Nous avons également dans cette négociation pu faire valoir la demande des présidents des régions ultrapériphériques pour que les objectifs thématiques ne soient pas appliqués aux régions ultrapériphériques par rapport à l’enveloppe sur la compensation des surcoûts. Et puis surtout, nous avons obtenu, jusqu’à 2020, que les enveloppes pour les régions ultrapériphériques soient maintenues à niveau, quand le budget global de l’Union européenne diminue, quand le budget de la politique de cohésion diminue fortement, nous avons obtenu que pour les régions ultrapériphériques nous ne perdions pas un seul euro pour la prochaine programmation. Je crois même, mais je n’ai pas les chiffres en ma possession et il y a des arbitrages qui doivent être faits au niveau national, que ces enveloppes augmenteront légèrement pour les régions ultrapériphériques françaises. Dans ce contexte c’est là un motif, un vrai motif de satisfaction.
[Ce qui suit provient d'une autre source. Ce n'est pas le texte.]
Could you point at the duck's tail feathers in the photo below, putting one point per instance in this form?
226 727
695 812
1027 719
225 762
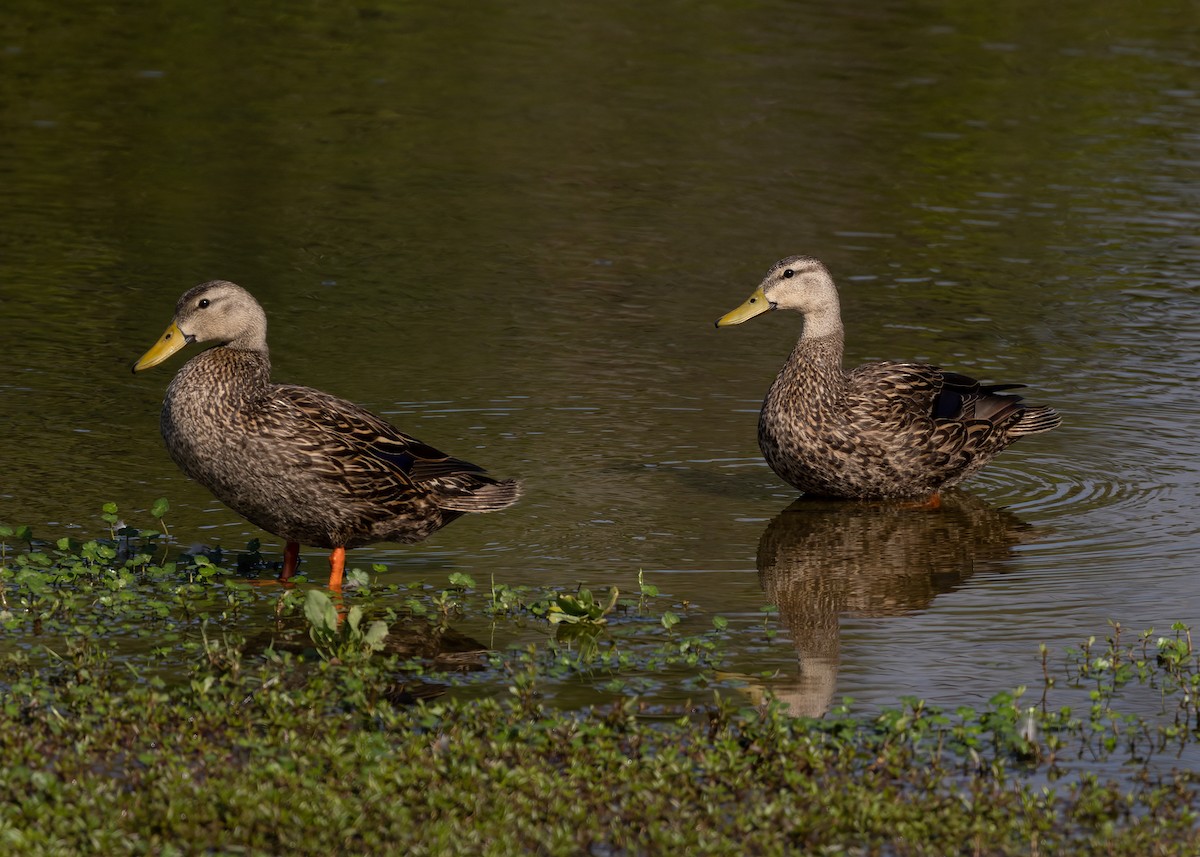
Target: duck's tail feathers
485 496
1036 420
Vous savez, Monsieur Bally, le combat que j’ai mené pour Mayotte, nouvelle région ultrapériphérique. Je ne reviendrai pas sur toute la problématique relative à la dotation forfaitaire qui lui a été attribuée mais j’appelle l’ensemble des acteurs, y compris les acteurs économiques à soutenir Mayotte dans sa « rupéisation ». Il y a des potentialités considérables et nous avons profité de cette année de négociations pour faire connaître Mayotte au Parlement européen, et pour faire en sorte qu’elle bénéficie du même soutien que celui dont bénéficient les autres régions ultrapériphériques par rapport aux demandes qui sont portées. Sur la question du POSEI, je souhaiterais dire deux mots par rapport à ce qu’a dit ma collègue Mmme Patrao Neves. Sur la question du POSEI et du FEAMP, il est vrai que le règlement spécifique, un peu abusivement appelé « POSEI pêche », disparaît. Mais il est également vrai que les mesures contenues dans le FEAMP constituent des avancées qui pour certaines sont sans précédent. Nous avons obtenu des avancées importantes. Il n’en reste pas moins vrai qu’il se pose un problème que je considère d’ordre politique concernant la suppression de ce règlement spécifique FEAMP. Cela signifie que la Commission européenne fait le choix de supprimer un règlement spécifique pour l’intégrer à un règlement général, et qu’il y aura beaucoup moins de souplesse pour réformer si cela est nécessaire le règlement général par rapport à nos spécificités, à nos besoins qu’un règlement spécifique, qui peut être adapté au fur et à mesure. Il y a là un problème et il faudra trouver, le moment venu, les moyens d’y remédier.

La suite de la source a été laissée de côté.